Easy Butterscotch Pudding Cookies

These Easy Butterscotch Pudding Cookies are chewy, rich, and packed with flavor, making them a nostalgic treat you'll love!
Prep Time 15 minutes
Cook Time 12 minutes
Total Time 27 minutes
Servings: 24 servings
Course: Dessert
Cuisine: American

Ingredients
  

For the Cookies:
  • 1 package Krusteaz Butter Vanilla Sugar Cookie Mix
  • 2 large eggs
  • 1/2 cup unsalted butter softened
  • 1 box Instant Butterscotch Pudding Mix (approximately 3.4 ounces)
  • 3/4 cup white chocolate chips see note
  • 3/4 cup peanut butter chips see note
  • 1 cup candy corn optional

Equipment

  • Baking Sheets
  • Mixing bowls
  • Electric mixer
  • Measuring cups and spoons
  • Spoon or cookie scoop

Method
 

Baking Instructions
  1. Step 1: Preheat your oven to 350°F (175°C).
  2. Step 2: In a large mixing bowl, cream together the softened unsalted butter and the Krusteaz Butter Vanilla Sugar Cookie Mix using an electric mixer on medium speed until light and fluffy.
  3. Step 3: Beat in the eggs one at a time, ensuring each is fully incorporated before adding the next.

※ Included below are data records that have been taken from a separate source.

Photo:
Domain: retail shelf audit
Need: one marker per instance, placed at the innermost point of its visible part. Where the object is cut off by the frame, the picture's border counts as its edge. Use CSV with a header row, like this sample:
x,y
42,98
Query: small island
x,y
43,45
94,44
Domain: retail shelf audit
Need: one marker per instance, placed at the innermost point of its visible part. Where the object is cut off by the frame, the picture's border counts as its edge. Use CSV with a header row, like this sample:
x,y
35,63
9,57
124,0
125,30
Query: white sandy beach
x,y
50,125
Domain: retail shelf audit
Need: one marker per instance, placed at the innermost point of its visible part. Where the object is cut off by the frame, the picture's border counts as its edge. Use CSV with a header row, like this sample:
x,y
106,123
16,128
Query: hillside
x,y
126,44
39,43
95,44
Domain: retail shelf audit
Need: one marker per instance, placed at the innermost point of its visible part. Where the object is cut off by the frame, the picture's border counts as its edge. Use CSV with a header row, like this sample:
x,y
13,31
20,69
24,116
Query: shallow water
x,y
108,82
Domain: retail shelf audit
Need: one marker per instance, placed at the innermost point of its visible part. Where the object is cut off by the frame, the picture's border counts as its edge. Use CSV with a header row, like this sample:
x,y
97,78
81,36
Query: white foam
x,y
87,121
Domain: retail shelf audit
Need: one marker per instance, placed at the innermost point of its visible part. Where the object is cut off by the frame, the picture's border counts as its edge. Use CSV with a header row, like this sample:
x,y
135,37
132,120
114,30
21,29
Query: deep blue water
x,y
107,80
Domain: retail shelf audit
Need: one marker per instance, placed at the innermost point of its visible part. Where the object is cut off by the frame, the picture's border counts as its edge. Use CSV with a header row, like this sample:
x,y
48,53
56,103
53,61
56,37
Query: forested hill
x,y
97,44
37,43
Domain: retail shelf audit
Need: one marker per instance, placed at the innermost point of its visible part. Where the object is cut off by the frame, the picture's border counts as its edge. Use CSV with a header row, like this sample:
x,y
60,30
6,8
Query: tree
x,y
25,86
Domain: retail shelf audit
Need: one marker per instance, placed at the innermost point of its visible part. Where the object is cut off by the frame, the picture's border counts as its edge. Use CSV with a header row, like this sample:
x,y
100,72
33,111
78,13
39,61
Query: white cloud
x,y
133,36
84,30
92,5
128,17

Then add the Instant Butterscotch Pudding Mix, blending well until smooth.
  4. Step 4: Gently fold in the white chocolate chips and peanut butter chips. Optionally, fold in the candy corn for a pop of color.
  5. Step 5: Drop rounded tablespoons of dough onto prepared baking sheets, spacing them about 2 inches apart.
  6. Step 6: Bake for 10-12 minutes, or until the edges are lightly golden. Monitor closely to prevent overbaking.
  7. Step 7: Cool on baking sheets for about 5 minutes before transferring to wire racks to cool completely. Enjoy warm or at room temperature!

Notes

  • Make sure your butter is softened to room temperature for easier mixing.
  • For a chewier cookie, slightly underbake by a minute or two.
  • Mix in your favorite nuts or dried fruits for added texture.
  • Sprinkle a pinch of sea salt on top before baking for a sweet-salty contrast.